What I realized & surprised me the most is that I have issue with the abuse from my father!
My step-mother & he are no longer together,
and while she was my primary abuser, I was not hers to love!
I was my fathers, and he failed me!
He didn't hit me nearly as much as she did, I probably could count on one hand the physical incidents with him.
The verbal abuse, the mental attacks, the emotional abuse,
those are the huge scars I carry with me still!
I took part in a psychodrama through my group, and said things to "my dad" that I want to say but don't feel safe doing so...

I've decided JUST THIS SECOND, that I'm going to write a letter to my dad!
I'm going to use this forum to do so, so that way its out in the universe!
My theory is that if someone reads it, hopefully he's someone's dad & realizes how much he's hurt his child.
After my psychodrama I wondered "what if dad doesn't know what he's done?"
Don't I owe it to him to tell him?
To let him know?
Perhaps its not safe to do that, the facilitator pushed me to search WHY I would want to tell him? Why would I say to him all that I'm struggling with, and I'll be honest,
there was a time not so long ago I would have told him just to hurt him, just to make him feel bad or guilty. But the truth is I don't know that he knows what he's done wrong! I don't know that he realizes how he continues to talk to me, the way he treats me. The way he makes me feel.
I hurt because of him, and I think as a parent, I would want to know if I were doing that to my child!!
I love my dad, but its fear based!
Fear, not respect, fear not admire, fear not aspire to be...
in fact, he is everything I hope to never be!
I am by no means a perfect mom, God knows I've made MANY mistakes raising my boys...
I've apologized to them for those mistakes, I'm human!
I realize that my father too is human, and that he too is a product of his upbringing,
but perhaps the fact that he's never apologized to me for the way I was raised, abused, teased at his hand...
perhaps him not acknowledging that there was a LOT of abuse in our home when we were growing up...
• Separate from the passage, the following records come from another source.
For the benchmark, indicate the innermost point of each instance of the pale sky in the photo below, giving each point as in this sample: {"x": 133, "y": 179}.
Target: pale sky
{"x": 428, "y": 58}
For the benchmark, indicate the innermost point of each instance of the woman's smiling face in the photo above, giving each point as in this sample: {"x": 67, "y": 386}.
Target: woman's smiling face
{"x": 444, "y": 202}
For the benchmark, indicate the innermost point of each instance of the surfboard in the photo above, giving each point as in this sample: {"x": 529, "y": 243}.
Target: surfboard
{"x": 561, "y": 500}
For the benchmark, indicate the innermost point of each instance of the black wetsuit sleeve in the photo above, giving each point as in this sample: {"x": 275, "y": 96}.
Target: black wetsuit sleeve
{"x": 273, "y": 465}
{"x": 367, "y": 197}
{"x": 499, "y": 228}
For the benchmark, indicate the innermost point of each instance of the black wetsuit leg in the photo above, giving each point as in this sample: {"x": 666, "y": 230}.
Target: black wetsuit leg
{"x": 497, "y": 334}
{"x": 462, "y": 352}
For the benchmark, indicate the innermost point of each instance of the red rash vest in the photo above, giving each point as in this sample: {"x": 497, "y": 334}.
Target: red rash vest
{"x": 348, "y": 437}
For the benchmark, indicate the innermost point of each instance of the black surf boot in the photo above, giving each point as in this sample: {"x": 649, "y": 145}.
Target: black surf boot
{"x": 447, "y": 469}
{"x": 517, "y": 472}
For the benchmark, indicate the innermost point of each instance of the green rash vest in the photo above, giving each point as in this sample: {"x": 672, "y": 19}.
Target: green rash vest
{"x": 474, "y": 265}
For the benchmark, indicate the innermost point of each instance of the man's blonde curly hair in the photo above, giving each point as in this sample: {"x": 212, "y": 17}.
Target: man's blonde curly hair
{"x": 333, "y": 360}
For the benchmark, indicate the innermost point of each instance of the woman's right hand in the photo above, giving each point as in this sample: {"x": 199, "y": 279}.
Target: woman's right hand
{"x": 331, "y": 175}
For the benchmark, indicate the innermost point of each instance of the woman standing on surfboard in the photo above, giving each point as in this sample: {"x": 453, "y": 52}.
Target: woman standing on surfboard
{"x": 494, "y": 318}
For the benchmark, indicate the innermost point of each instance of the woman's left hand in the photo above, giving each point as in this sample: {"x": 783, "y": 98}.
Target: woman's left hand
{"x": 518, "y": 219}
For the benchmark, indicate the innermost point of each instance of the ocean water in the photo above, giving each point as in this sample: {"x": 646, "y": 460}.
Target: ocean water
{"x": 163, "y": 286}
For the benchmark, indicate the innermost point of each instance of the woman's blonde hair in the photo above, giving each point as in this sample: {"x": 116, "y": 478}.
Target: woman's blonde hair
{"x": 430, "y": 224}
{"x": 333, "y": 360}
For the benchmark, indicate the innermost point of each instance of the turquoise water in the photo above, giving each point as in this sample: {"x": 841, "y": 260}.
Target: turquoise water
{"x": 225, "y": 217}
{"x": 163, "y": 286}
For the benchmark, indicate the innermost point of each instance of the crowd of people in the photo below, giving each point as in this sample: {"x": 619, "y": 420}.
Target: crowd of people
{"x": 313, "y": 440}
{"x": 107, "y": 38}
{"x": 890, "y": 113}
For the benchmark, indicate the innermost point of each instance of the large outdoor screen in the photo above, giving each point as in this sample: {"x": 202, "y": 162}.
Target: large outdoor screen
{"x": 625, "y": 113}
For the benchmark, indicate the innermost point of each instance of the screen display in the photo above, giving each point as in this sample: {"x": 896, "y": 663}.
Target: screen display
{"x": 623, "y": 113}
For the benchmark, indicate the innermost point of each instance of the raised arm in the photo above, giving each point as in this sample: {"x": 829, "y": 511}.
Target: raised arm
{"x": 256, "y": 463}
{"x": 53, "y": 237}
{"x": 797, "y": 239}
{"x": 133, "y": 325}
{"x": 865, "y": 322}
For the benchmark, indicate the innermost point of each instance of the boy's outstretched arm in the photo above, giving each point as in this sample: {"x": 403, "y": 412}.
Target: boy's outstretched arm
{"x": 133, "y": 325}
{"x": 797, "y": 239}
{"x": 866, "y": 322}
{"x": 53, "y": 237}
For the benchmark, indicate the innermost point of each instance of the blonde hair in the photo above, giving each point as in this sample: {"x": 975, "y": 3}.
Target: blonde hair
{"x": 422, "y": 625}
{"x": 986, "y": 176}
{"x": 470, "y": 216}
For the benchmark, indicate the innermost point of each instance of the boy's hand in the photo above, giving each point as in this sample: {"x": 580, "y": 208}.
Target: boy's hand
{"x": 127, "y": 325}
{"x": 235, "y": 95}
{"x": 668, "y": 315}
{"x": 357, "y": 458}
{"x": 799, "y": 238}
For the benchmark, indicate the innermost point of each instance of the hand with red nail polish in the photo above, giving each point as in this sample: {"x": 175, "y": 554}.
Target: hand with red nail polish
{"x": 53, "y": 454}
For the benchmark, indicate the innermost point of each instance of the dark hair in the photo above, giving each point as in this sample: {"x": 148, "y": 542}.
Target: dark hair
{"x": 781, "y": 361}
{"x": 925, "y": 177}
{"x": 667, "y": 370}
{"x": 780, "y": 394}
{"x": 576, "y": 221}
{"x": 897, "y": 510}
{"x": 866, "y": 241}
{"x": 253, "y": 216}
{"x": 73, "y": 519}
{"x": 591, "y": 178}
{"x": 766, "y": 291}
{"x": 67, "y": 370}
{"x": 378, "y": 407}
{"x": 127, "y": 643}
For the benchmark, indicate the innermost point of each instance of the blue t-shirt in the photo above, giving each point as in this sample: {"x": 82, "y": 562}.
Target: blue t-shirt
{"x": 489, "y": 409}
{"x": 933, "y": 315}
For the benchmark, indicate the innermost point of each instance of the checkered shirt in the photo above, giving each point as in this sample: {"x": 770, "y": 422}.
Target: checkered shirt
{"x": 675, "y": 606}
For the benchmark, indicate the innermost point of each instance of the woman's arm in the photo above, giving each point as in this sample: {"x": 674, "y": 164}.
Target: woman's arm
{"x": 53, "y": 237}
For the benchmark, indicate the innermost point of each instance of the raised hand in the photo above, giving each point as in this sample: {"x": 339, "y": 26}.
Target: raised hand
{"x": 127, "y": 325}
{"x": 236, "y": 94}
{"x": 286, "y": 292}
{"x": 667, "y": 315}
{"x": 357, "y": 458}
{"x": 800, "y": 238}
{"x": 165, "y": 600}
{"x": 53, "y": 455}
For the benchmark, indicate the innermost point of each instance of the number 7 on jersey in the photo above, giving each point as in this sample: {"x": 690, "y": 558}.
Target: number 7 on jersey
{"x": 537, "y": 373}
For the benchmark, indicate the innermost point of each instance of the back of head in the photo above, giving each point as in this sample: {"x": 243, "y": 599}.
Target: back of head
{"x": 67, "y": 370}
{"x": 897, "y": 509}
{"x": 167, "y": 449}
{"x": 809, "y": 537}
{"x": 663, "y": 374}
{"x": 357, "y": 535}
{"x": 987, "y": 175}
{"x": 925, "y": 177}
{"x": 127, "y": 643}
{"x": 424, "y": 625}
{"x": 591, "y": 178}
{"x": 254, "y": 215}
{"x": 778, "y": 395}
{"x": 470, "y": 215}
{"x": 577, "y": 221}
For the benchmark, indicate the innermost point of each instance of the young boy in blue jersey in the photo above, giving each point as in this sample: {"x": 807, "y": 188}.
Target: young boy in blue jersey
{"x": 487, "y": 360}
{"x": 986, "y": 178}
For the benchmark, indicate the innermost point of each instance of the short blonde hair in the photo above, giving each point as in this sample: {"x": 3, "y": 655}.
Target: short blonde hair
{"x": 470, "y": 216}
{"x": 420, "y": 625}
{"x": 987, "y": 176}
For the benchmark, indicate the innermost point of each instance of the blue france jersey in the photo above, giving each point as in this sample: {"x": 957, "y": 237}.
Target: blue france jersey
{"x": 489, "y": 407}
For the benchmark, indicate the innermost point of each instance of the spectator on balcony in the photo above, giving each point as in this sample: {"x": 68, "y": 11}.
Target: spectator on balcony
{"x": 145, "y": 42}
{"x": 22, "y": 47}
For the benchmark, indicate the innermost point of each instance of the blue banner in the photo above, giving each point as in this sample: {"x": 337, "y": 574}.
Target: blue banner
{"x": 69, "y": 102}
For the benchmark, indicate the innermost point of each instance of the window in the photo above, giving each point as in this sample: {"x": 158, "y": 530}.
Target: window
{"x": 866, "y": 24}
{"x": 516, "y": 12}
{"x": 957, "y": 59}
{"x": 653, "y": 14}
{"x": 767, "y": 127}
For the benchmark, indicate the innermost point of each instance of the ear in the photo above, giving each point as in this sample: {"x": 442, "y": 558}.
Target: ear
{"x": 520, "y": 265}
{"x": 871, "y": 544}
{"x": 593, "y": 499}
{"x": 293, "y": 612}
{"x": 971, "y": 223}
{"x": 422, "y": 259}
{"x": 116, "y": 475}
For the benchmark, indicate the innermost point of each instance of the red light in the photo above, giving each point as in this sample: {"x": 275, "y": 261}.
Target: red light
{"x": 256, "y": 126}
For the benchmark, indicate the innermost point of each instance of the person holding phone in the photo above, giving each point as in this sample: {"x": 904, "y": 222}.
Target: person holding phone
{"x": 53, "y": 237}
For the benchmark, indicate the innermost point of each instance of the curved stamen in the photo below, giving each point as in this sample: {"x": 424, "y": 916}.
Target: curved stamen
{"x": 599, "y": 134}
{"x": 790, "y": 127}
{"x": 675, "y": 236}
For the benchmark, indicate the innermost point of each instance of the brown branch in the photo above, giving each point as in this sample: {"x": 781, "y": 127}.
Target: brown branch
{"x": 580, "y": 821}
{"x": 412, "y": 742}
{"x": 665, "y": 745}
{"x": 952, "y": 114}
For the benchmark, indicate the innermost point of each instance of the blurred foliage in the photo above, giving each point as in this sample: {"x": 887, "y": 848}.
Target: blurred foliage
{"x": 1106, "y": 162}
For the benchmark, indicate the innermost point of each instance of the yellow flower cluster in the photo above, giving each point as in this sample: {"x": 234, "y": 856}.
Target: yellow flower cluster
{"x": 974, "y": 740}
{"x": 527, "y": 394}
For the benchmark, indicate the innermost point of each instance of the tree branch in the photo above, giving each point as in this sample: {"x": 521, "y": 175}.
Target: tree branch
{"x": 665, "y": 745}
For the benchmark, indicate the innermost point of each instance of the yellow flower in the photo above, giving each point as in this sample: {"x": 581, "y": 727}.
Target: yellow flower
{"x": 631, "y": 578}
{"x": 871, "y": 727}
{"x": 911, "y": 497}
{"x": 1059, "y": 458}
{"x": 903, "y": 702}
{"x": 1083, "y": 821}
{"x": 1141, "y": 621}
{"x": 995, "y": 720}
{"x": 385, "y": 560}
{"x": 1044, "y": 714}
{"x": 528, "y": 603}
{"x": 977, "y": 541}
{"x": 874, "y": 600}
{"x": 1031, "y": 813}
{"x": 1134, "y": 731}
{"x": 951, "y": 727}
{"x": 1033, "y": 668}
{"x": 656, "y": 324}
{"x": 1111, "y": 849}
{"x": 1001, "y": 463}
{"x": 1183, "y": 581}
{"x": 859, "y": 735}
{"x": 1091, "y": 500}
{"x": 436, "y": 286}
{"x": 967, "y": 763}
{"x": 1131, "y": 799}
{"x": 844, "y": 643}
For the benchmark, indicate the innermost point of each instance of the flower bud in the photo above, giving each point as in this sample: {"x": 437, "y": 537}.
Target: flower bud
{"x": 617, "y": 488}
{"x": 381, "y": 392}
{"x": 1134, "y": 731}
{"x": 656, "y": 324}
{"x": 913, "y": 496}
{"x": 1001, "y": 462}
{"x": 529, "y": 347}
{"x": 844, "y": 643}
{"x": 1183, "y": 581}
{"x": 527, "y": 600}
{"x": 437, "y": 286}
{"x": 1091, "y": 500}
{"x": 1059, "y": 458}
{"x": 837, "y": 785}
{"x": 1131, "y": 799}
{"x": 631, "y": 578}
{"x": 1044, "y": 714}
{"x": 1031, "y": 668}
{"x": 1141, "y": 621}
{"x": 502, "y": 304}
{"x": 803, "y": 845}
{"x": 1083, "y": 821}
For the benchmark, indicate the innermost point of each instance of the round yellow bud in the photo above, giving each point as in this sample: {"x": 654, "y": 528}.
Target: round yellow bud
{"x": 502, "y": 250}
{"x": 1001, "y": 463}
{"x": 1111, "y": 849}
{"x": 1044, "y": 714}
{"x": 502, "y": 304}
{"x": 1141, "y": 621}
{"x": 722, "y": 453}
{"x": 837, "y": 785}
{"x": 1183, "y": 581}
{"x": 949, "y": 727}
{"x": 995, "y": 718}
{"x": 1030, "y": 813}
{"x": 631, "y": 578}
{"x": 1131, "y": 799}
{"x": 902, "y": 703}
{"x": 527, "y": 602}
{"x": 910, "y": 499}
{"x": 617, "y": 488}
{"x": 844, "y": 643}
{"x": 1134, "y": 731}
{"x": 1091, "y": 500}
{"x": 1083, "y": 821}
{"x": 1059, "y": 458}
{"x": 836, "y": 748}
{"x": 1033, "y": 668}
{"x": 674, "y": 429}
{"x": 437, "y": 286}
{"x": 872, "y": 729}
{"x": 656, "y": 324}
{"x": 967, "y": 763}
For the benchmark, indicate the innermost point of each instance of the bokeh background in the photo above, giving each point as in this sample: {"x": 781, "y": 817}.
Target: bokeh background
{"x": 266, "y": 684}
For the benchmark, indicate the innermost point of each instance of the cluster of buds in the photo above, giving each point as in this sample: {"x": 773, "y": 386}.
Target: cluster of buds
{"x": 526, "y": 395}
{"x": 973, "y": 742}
Perhaps that's what I need most!
I'm fairly certain as I'm the eldest of my siblings that I remember things that they wouldn't.
So of course my scars would be deeper, would need more repair!
I want to KNOW that my dad knows what he did to me!
I want to know that he loves me...
So I've made the decision to write to my father...
A letter to Dad will my next posting...
Scary really, considering I'm crying as I write this & I've not even begun to address my father personally!

I do want to add to this before I post,
there WERE happy memories of my childhood, and perhaps some days there will be postings of those times. But right now, I'm sorting through the pieces around me and the ones on top are the ones I'm focusing on.